We collect three categories of information: account data (name, date of birth, residential address, email, mobile number, and Australian-government photo identification), financial data (payment instrument details, deposit and withdrawal history, source-of-funds material on larger transactions), and play data (logins, IP and device information, game session events, balances and bonus state). Each category is tied to a defined purpose under APP 3: account opening, age verification, anti-money-laundering compliance, payment processing, fraud detection and game integrity.

How the Thirteen APPs Apply to Your Account

The APPs sit behind every operational decision. The summary below maps the clauses you are most likely to ask about.

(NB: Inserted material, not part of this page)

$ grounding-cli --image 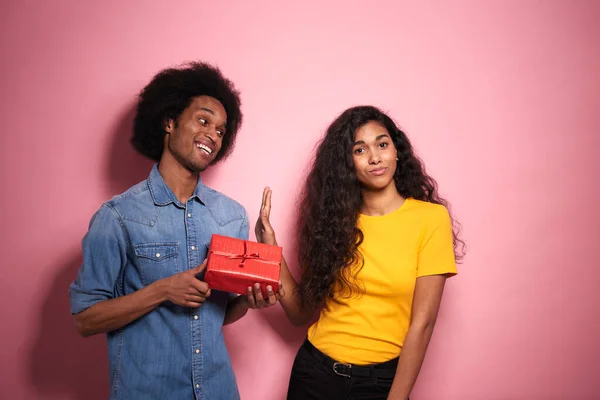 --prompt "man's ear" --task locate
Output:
[165,119,175,133]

  • APP 1 — Open and transparent management: this policy itself, kept current and dated.
  • APP 3 — Solicited collection: we only request information necessary for licensing, AML and fair play.
  • APP 5 — Notification at collection: the registration form discloses each field's purpose at the point of capture.
  • APP 6 — Use and disclosure: personal information is used for the original purpose, with secondary use restricted to closely related, reasonably-expected functions.
  • APP 8 — Cross-border disclosure: outlined separately below.
  • APP 11 — Security: data is encrypted in transit (TLS 1.3) and at rest (AES-256), with role-based internal access.
  • APP 12 & 13 — Access and correction: request a copy or a correction at any time; turnaround is detailed below.

Cross-Border Data Transfers (APP 8)

Ripper Casino is licensed in Curaçao and uses payment, fraud and customer-support vendors located across the European Union, the United Kingdom and Singapore. Before transferring personal information offshore, we take reasonable steps under APP 8.1 to ensure the recipient handles it consistently with the APPs, including contractual data-protection clauses. Where a transfer is to a jurisdiction with weaker protections, we obtain your consent under APP 8.2(b) at the point of relevant interaction.

Cookies, Pixels and Marketing Choices

The site uses three classes of cookies: strictly necessary (session, login, fraud detection — these cannot be turned off without breaking the casino), functional (preferences, language) and analytics or marketing (which you can opt out of via the cookie banner on first visit and again from the footer). We do not sell personal information to third parties for advertising in the legal sense the term is used in the United States, and we do not run cross-context behavioural advertising on under-eighteens.

Retention Windows

Account data is retained for the life of the account plus seven years after closure, in line with anti-money-laundering record-keeping obligations under the AML/CTF Act 2006. Marketing preferences, where you have unsubscribed, are kept for two years to honour your suppression request. Server log data — IP addresses, device identifiers — is retained for ninety days for incident response then aggregated or deleted.

Your Access, Correction and Complaint Rights

Under APPs 12 and 13 you can ask us for a copy of the personal information we hold about you, or for a correction. Subject-access requests are answered within thirty days. Corrections to obvious errors — a misspelled street name, a transposed birthdate digit — are usually processed in 24–48 hours after we sight the supporting document. There is no charge for either, except for unreasonable repeat requests where we may recover photocopying or postage costs.

If you believe we have mishandled your information, contact our Data Protection Officer through live chat or by email. If our response does not satisfy you, you can escalate to the Office of the Australian Information Commissioner (OAIC) at oaic.gov.au, which oversees Privacy Act complaints in Australia.

What We Do Not Do

We do not sell your data to third-party gambling operators or affiliate networks. We do not enrich your profile with off-platform behavioural data scraped from social media. We do not retain card numbers in our own systems — payment instruments are stored as tokens by our PCI-DSS-compliant payment processors. And we do not pass your information to advertising platforms that would identify you to other gambling brands; programmatic advertising the casino itself runs uses hashed audience IDs that cannot be reversed by third parties.

Changes to This Policy

Material changes will be notified to logged-in players in-app and by email at least fourteen days before they take effect. Minor changes — a vendor swap that does not change the data flow, a fix to a typo — go in without prior notice but the effective date at the top of the page is always current.